Described by former members as “the Phoenix Nights of its day”, the Winwick Road club first opened in 1952. It became the “go-to” place for workers on the gas site, as well as the local community.
But, struggling to compete against the increasingly easy availability of cheaper, shop-bought alcohol, and the falling popularity of such venues, it closed its doors for the last time in 2012.
Now gas network Cadent, which owns the gas depot and wider site the derelict building sits on, is demolishing it so that a new single-storey office facility can be built for its employees.
To mark the ccasion, senior Cadent engineers Mark Berry and Nick Jerman invited former committee members to have a last look around and retrieve some mementoes that remained inside.
The trio – Dave Peers, 57, Ronnie Park, 77, and Dave Ovington, 73 – beamed with obvious pride and joy as they regaled the current Cadent team with memories from the club’s heyday.
They explained that Rick Astley – from nearby Newton-le-Willows – had performed there before becoming a household name, as well as a string of great singers, comedians and other local acts.
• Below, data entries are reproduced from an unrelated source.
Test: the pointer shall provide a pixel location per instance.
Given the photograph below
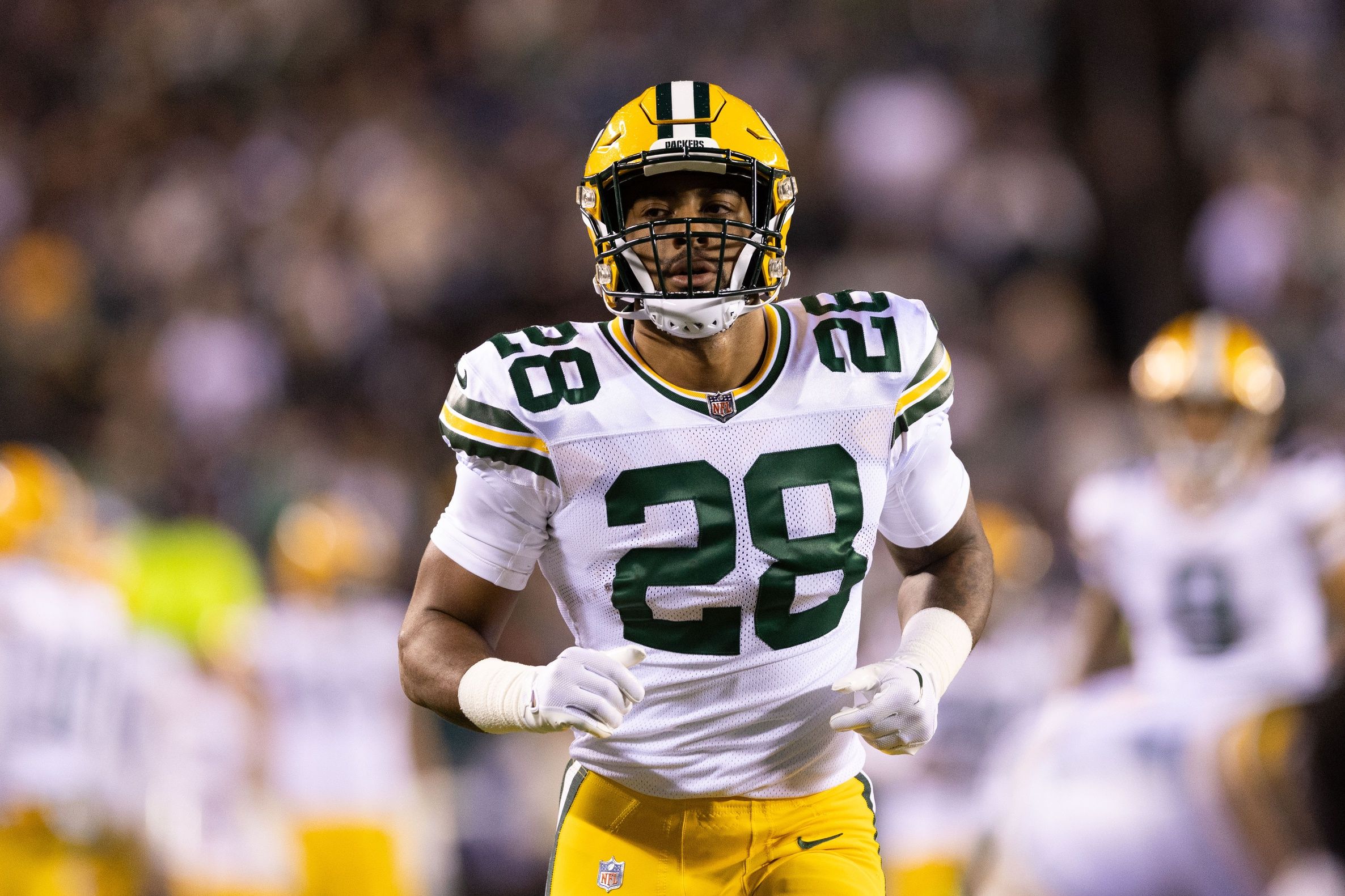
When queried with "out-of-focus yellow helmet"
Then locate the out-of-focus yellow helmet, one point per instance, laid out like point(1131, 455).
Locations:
point(44, 506)
point(324, 543)
point(1207, 356)
point(688, 125)
point(1022, 551)
point(1211, 393)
The venue was often bursting at the seams and was very popular for parties and other celebrations.
Dave Ovington, former treasurer, brought with him documents to show the initial membership fee was 1d, rising to 3d, taken direct from the gas workers’ wages. He had figures to show that, in 1972, the committee was given the shock news that prices were rising – bottled Guinness was to go to £1.94 per dozen, pale ale up to £1.30 per dozen, and draught hiked to £10 for 66 pints…
“This was like the Phoenix Nights of its day,” said Dave Peers. “It was always a good atmosphere, popular with workers on site, and also the local community. It was just a mates club. You didn’t have WhatsApp then, you just came to the club, met your mates and had a great time.”
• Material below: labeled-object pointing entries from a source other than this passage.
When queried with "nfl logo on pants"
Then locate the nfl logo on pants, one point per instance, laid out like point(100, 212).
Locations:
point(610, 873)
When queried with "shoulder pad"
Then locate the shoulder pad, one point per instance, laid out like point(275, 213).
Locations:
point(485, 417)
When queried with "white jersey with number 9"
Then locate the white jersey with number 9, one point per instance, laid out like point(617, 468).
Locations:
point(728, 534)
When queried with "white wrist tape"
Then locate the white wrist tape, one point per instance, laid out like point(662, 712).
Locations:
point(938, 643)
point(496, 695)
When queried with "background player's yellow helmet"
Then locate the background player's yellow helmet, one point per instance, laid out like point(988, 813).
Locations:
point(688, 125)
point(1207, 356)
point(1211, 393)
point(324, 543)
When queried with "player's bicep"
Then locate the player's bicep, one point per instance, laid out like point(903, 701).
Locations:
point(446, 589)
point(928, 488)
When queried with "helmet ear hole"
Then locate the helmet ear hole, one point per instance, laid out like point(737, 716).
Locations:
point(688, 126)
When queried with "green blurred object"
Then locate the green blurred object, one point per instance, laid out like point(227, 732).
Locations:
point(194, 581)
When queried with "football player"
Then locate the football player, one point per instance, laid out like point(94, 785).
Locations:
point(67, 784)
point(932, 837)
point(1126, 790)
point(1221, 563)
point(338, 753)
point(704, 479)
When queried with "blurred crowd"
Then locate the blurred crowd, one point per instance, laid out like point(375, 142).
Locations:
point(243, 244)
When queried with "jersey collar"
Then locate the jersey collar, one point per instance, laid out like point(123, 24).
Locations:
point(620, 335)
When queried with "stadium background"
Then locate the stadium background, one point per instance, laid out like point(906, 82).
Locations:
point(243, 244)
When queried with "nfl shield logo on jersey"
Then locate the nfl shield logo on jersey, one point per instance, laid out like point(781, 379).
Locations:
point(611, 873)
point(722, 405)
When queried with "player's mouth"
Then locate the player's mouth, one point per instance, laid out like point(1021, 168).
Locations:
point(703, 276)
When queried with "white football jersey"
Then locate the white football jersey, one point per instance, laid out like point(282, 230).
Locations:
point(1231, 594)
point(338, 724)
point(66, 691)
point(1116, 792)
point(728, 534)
Work to prepare for the demolition of the building started earlier last week and, by the end of this week, it should all be down. The new office facility will be constructed in the New Year.
Warrington was a pioneer town for the introduction of gas to the UK. It established a public gas supply in 1820, becoming one of the first towns in the North West to do so. Today, 89 per cent of Warrington’s 85,140 homes use gas for central heating and cooking meals.